> On May 27, 2026, at 10:30 PM, brian m. carlson <[email protected]>
> wrote:
>
> On 2026-05-27 at 17:40:56, David A. Wheeler wrote:
> Signatures should *not* be considered part of the item you're
>> reproducing. Signatures attest something about an artifact; added
>> signatures of attestation do not change the artifact being attested.
>
> Unfortunately, you're at least a decade too late to hold that position
> when it comes to Git objects. Git includes the signature as part of the
> object ID and there is no plan to change that. In fact, I agree with
> that decision since it makes the signature functionally impossible to
> modify or remove.
Sorry, I must not have made my intended context clear.
I was talking about this in the context of building packages/containers; I was
*not* including the context of signing source code (which is used as an *input*
to a build process for creating packages/containers).
The mere *presence* of executable built artifacts in a source git repo
is often considered a serious security concern. OpenSSF Scorecard's
"Binary-Artifacts" identifies executable built artifacts in a git repo as a
high risk:
https://github.com/ossf/scorecard/blob/main/docs/checks.md#binary-artifacts
It lists these "Problems with generated executable (binary) artifacts":
• Binary artifacts cannot be reviewed, allowing possible obsolete or
maliciously subverted executables.
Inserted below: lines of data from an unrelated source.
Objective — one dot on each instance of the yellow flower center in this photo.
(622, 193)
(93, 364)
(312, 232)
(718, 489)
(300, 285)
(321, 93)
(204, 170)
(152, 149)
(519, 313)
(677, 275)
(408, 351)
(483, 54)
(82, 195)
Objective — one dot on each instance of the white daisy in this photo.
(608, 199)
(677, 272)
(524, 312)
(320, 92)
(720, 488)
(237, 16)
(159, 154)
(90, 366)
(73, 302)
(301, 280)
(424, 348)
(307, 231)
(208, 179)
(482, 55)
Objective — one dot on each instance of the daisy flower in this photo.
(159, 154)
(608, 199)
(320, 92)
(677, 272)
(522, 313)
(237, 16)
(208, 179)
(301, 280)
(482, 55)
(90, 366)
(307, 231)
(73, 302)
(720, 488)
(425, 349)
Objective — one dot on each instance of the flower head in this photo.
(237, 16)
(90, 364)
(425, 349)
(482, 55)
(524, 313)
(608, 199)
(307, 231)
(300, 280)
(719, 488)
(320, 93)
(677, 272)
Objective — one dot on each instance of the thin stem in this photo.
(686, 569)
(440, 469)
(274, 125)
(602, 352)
Reviews generally review source code, not
executables, since it's difficult to audit executables to ensure that they
correspond to the source code. Over time the included executables might not
correspond to the source code.
• Generated executables allow the executable generation process to atrophy,
which can lead to an inability to create working executables. These problems
can be countered with verified reproducible builds, but it's easier to
implement verified reproducible builds when executables are not included in the
source repository (since the executable generation process is less likely to
have atrophied).
If we can't reproduce a commit object in the *source* repo, but we can verify
it,
that's not a problem. When reading source, we just want to know "can we verify
that it's signed by a key I find acceptable", not "can I recreate the
signature?".
In fact, being able to indpendently reproduce arbitrary signatures in a source
repo
would be a serious vulnerability, that's forging with extra steps :-).
I wish my best to all working on the SHA-256 implementation in git!!